A magnet is a material that can exert a noticeable force on other materials without actually contacting them. This force is known as a magnetic force and may either attract or repel. While all known materials exert some sort of magnetic force, it is so small in most materials that it is not readily noticeable. With other materials, the magnetic force is much larger, and these are referred to as magnets. The Earth itself is a huge magnet.
Some magnets, known as permanent magnets, exert a force on objects without any outside influence. The iron ore magnetite, also known as lodestone, is a natural permanent magnet. Other permanent magnets can be made by subjecting certain materials to a magnetic force. When the force is removed, these materials retain their own magnetic properties. Although the magnetic properties may change over time or at elevated temperatures, these materials are generally considered to be permanently magnetized, hence the name.

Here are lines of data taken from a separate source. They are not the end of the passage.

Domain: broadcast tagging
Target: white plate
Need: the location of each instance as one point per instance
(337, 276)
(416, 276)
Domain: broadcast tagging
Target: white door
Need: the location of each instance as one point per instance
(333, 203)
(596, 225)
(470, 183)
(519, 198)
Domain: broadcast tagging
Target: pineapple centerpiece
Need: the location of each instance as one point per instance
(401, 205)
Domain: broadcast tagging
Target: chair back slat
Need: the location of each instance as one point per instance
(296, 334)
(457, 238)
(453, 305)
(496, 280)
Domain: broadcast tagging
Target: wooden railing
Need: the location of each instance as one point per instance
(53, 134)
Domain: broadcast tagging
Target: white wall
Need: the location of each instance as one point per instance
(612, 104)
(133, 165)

Other magnets are known as electromagnets. They are made by surrounding certain materials with a coil of wire. When an electric current is passed through the coil, these materials exert a magnetic force. When the current is shut off, the magnetic force of these materials drops to nearly zero. Electromagnet materials retain little, if any, magnetic properties without a flow of electric current in the coil.
All magnets have two points where the magnetic force is greatest. These two points are known as the poles. For a rectangular or cylindrical bar magnet, these poles would be at opposite ends. One pole is called the north-seeking pole, or north pole, and the other pole is called the south-seeking, or south pole. This terminology reflects one of the earliest uses of magnetic materials such as lodestone. When suspended from a string, the north pole of these first crude compasses would always “seek” or point towards the north. This aided sailors in judging the direction to steer to reach distant lands and return home.
In our present technology, magnet applications include compasses, electric motors, microwave ovens, coin-operated vending machines, light meters for photography, automobile horns, televisions, loudspeakers, and tape recorders. A simple refrigerator note holder and a complex medical magnetic resonance imaging device both utilize magnets.
History of Magnet
Naturally occurring magnetic lodestone was studied and used by the Greeks as early as 500 B.C. Other civilizations may have known of it earlier than that. The word magnet is derived from the Greek name magnetis lithos, the stone of Magnesia, referring to the region on the Aegean coast in present-day Turkey where these magnetic stones were found.
The first use of a lodestone as a compass is generally believed to have occurred in Europe in about A.D. 1100 to A.D. 1200. The term lodestone comes from the Anglo-Saxon meaning “leading stone,” or literally, “the stone that leads.” The Icelandic word is leider-stein, and was used in writings of that period in reference to the navigation of ships.
In 1600, English scientist William Gilbert confirmed earlier observations regarding magnetic poles and concluded that the Earth was a magnet. In 1820, the Dutch scientist Hans Christian Oersted discovered the relationship between electricity and magnetism, and French physicist Andre Ampere further expanded upon this discovery in 1821.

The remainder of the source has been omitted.